"People are mean, and architects are an easy target. I know Rees. Rees is a friend of mine."
/I always enjoy SI/golf.com's Confidential but this week's left me feeling like it's now becoming another vehicle to defend the established thought, which, if there were ever going to be a Confidential killer, that would be it.
After a great back-and-forth on Golf Channel's announcer-lite telecast, an oddly timed and poorly executed defense of Rees Jones resorted to the pedantic "tour players are spoiled" and "Rees is my friend," therefore, their criticism of the Cog Hill changes must be off base.
Lipsey: Anybody who complains about anything at a no-cut golf tournament with a $7.5 million purse and a chance to qualify for another tournament where you can win a $10 million bonus needs a lobotomy.
Bamberger: People are mean, and architects are an easy target. I know Rees. Rees is a friend of mine. And let me tell you something: these people dissing Rees, they couldn't build better greens if you spotted them two tons of St. Andrews sand. East Lake is one of the gems of the South — nay, the entire golf-speaking world!
And wasn't Donald Ross the original architect of that one?
Herre: I agree, Michael. It's easy to take shots at people who really can't defend themselves. I think that's why the USGA, PGA, R&A and even the Masters, to some extent, routinely get hammered. They are easy targets because they can't fight back in any meaningful way.
Uh, they're the ones with the microphones and podiums aren't they?
Evans: A course doesn't take a poll of tour players before it makes changes to its layout. Players seldom like changes. Get over it.
Gorant: I think, actually I know from speaking to him, that he truly seeks to build courses that will be a challenge to the pros. I don't think some of those guys are used to it or like it very much. The feeling is, if there's no way to shoot a 63 out here, there must be something wrong with it.
Precisely!
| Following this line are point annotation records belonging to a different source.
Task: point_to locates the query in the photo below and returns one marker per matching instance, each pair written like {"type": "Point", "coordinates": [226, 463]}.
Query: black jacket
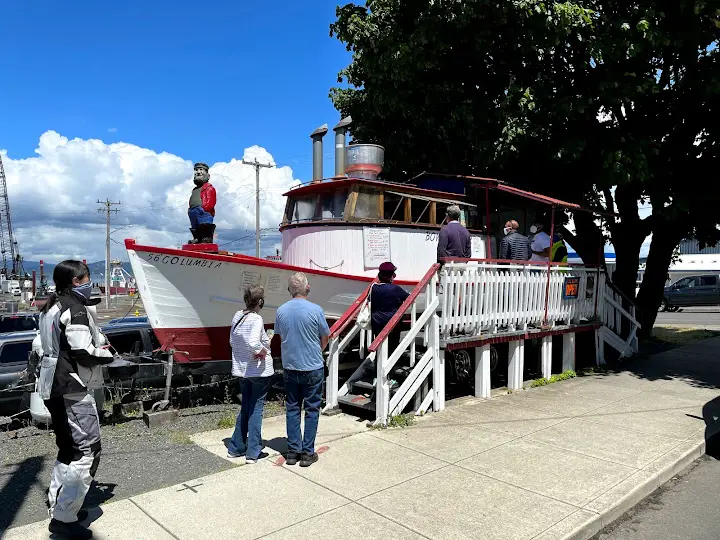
{"type": "Point", "coordinates": [68, 332]}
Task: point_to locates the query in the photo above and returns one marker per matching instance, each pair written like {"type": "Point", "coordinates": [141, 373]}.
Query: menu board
{"type": "Point", "coordinates": [249, 279]}
{"type": "Point", "coordinates": [376, 246]}
{"type": "Point", "coordinates": [274, 284]}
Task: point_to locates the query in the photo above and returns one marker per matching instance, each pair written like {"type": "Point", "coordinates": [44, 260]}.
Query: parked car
{"type": "Point", "coordinates": [700, 290]}
{"type": "Point", "coordinates": [14, 352]}
{"type": "Point", "coordinates": [129, 320]}
{"type": "Point", "coordinates": [128, 339]}
{"type": "Point", "coordinates": [18, 322]}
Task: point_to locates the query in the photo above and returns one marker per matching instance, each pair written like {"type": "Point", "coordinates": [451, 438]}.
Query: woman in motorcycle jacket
{"type": "Point", "coordinates": [72, 359]}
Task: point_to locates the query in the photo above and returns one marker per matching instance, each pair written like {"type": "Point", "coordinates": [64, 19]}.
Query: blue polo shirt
{"type": "Point", "coordinates": [301, 324]}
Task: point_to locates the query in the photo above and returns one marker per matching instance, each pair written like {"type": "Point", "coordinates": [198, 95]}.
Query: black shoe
{"type": "Point", "coordinates": [69, 530]}
{"type": "Point", "coordinates": [252, 461]}
{"type": "Point", "coordinates": [308, 459]}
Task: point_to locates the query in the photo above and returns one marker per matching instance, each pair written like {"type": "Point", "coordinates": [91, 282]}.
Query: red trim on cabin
{"type": "Point", "coordinates": [500, 338]}
{"type": "Point", "coordinates": [332, 185]}
{"type": "Point", "coordinates": [246, 259]}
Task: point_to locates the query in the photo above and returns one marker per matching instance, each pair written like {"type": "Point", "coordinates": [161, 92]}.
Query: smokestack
{"type": "Point", "coordinates": [340, 131]}
{"type": "Point", "coordinates": [317, 136]}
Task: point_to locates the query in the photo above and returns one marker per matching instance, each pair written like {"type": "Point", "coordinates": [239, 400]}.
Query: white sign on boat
{"type": "Point", "coordinates": [376, 246]}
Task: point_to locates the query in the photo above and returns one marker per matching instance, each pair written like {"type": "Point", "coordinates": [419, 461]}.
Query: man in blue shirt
{"type": "Point", "coordinates": [303, 332]}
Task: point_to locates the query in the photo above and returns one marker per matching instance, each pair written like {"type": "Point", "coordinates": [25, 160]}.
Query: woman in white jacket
{"type": "Point", "coordinates": [253, 363]}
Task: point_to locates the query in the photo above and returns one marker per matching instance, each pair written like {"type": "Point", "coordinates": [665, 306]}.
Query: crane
{"type": "Point", "coordinates": [12, 266]}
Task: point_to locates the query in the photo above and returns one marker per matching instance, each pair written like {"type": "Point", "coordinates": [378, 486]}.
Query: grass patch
{"type": "Point", "coordinates": [542, 381]}
{"type": "Point", "coordinates": [180, 437]}
{"type": "Point", "coordinates": [681, 336]}
{"type": "Point", "coordinates": [398, 421]}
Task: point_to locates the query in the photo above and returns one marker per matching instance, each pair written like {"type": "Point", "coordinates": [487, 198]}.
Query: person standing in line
{"type": "Point", "coordinates": [253, 363]}
{"type": "Point", "coordinates": [303, 332]}
{"type": "Point", "coordinates": [514, 246]}
{"type": "Point", "coordinates": [385, 299]}
{"type": "Point", "coordinates": [72, 359]}
{"type": "Point", "coordinates": [540, 244]}
{"type": "Point", "coordinates": [454, 238]}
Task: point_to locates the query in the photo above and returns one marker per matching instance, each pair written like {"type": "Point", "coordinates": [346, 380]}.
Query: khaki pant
{"type": "Point", "coordinates": [77, 435]}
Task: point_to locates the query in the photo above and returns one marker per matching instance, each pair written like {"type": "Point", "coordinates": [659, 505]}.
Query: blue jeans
{"type": "Point", "coordinates": [198, 216]}
{"type": "Point", "coordinates": [302, 387]}
{"type": "Point", "coordinates": [247, 437]}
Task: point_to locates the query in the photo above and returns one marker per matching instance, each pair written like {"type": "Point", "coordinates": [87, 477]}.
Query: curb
{"type": "Point", "coordinates": [608, 507]}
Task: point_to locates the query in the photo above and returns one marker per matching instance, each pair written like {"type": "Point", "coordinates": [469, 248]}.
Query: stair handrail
{"type": "Point", "coordinates": [393, 322]}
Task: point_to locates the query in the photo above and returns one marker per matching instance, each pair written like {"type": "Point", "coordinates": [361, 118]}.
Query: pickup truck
{"type": "Point", "coordinates": [700, 290]}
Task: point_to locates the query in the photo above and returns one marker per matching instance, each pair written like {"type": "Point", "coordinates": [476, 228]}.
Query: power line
{"type": "Point", "coordinates": [107, 209]}
{"type": "Point", "coordinates": [257, 166]}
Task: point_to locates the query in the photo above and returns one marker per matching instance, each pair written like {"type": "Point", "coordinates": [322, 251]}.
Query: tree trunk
{"type": "Point", "coordinates": [588, 241]}
{"type": "Point", "coordinates": [627, 243]}
{"type": "Point", "coordinates": [665, 240]}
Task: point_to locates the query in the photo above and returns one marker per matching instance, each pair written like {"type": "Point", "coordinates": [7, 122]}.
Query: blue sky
{"type": "Point", "coordinates": [202, 80]}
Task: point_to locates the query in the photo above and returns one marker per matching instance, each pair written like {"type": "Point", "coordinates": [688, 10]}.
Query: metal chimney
{"type": "Point", "coordinates": [317, 136]}
{"type": "Point", "coordinates": [340, 131]}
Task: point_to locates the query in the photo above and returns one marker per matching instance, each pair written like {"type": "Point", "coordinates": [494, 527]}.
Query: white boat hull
{"type": "Point", "coordinates": [190, 297]}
I'll leave it to the Good Doctor MacKenzie, who wrote it so well:
As I have suggested before, it is no criterion of a good course that the record is high. This is usually an indication of a bad course, and only too frequently means that the putting surfaces are untrue, the approaches unfair and the greens small and blind. On the contrary, if the average score is high but the records extremely low--sixty-four or sixty-five for a course under seven thousand yards--it usually means that a first class player gets full reward for accurate play.
The seeming inability to post the occasional low round (Tiger's '09 62 not withstanding) ultimately gets to the heart of why players find Jones redos lacking. He often rebuilds greens to create anti-birdie hole locations and by going on the golfing version of a pre-vent offensive, the architecture ultimately feels contrived, cynical and soulless. And that's before you look at the artistic quality of the work, which is bland at best, irresponsible at its worst at places like Torrey Pines where any ties to natural beauty were squelched.